It's been an interesting challenge to teach Burke about "questions". A question can be very abstract for him and difficult to understand. I don't think he realizes how in the world to respond when I sit with my head tilted to one side, eyes focused on him and a questioning look in my eyes. Either he changes to a different topic, runs away or just stares back at me until...
Below is an example of our typical morning conversation...
Mama: Burke, do you want milk or juice?
Mama: Okay, do you want it in a blue or yellow cup?
Burke: yellow (he says this beautifully and I love it when he chooses yellow!)
Mama: Okay, here is your milk
Mama: Do you want juice?
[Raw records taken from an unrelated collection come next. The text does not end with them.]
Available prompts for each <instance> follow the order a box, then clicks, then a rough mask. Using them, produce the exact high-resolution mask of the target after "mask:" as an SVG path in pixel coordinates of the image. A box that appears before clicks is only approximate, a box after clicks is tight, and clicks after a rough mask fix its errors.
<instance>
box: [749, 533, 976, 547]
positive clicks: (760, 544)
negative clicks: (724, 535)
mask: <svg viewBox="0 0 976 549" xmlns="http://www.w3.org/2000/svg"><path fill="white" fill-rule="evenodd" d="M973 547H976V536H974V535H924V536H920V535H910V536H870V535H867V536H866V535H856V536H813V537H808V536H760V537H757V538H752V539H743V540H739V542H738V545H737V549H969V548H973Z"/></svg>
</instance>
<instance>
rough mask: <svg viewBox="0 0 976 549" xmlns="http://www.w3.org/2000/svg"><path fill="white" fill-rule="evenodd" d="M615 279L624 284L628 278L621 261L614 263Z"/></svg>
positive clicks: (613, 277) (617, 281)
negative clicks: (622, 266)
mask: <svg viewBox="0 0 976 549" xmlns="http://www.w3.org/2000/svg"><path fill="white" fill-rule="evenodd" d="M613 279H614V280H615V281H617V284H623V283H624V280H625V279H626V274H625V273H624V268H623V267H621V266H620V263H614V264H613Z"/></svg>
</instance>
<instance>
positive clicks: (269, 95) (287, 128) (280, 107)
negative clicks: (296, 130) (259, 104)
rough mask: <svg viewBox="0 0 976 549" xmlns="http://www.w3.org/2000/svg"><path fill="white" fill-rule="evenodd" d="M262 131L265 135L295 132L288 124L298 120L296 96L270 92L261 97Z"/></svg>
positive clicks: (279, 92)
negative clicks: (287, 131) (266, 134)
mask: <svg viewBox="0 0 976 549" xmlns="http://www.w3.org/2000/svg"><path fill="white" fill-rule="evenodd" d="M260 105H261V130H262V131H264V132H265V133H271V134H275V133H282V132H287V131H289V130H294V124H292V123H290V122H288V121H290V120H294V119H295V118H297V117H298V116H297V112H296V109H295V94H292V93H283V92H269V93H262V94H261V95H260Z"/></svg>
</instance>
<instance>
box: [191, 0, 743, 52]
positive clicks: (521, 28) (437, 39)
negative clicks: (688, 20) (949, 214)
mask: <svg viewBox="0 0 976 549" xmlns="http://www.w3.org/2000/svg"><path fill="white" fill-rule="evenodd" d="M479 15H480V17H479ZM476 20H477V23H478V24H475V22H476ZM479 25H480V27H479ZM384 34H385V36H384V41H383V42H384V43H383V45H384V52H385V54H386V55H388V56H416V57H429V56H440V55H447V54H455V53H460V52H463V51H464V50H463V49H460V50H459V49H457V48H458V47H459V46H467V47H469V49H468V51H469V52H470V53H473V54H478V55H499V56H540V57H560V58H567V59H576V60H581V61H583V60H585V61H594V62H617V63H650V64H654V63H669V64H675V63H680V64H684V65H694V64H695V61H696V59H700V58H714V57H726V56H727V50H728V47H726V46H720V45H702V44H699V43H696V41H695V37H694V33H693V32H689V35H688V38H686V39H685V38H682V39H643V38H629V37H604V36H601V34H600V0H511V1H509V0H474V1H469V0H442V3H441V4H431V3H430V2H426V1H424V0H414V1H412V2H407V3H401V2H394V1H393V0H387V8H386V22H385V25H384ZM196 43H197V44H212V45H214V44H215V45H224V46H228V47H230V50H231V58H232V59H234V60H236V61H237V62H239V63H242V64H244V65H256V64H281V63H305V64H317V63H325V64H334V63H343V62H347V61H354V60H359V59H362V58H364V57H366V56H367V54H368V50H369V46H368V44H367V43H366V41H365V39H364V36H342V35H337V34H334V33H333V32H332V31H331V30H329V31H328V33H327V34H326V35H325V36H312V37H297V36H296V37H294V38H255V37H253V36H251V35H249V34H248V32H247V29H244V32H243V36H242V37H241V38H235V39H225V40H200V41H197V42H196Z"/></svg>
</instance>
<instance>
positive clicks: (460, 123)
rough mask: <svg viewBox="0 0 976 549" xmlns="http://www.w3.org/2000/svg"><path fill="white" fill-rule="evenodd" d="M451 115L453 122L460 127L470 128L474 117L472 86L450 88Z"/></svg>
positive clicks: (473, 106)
Yes or No
Mama: Do you want milk? Yes or No
Mama repeats to help Burke form full sentence: Yes, I want milk please
Burke repeats: Yes, I want milk please (using total communication)
Mama: Do you want milk?
Burke: Yes, I want milk please
The yes or no response has overflowed to other areas of his communication. If I ask him to answer with a yes or no at the end of a question he now understands (most of the time) that a question requires him to respond. I also realize that he needs about a 10 second wait time to respond...I've known this for a long time but it's very hard to wait! :)
We'll be continuing to work on yes and no answers to questions. Our therapist Katie at Seattle Childrens gave me a few helpful tips:
1.) Use different body positioning when signing yes or no to differentiate that there is a choice. For example, Yes is signed toward the right side of the body while No is signed toward the left.
2.) Ask yes and no questions throughout the day and give a lot of choices. Not only does this help him learn about answering questions, it gives him power and control and reduced temper tantrums! yeah, we like that!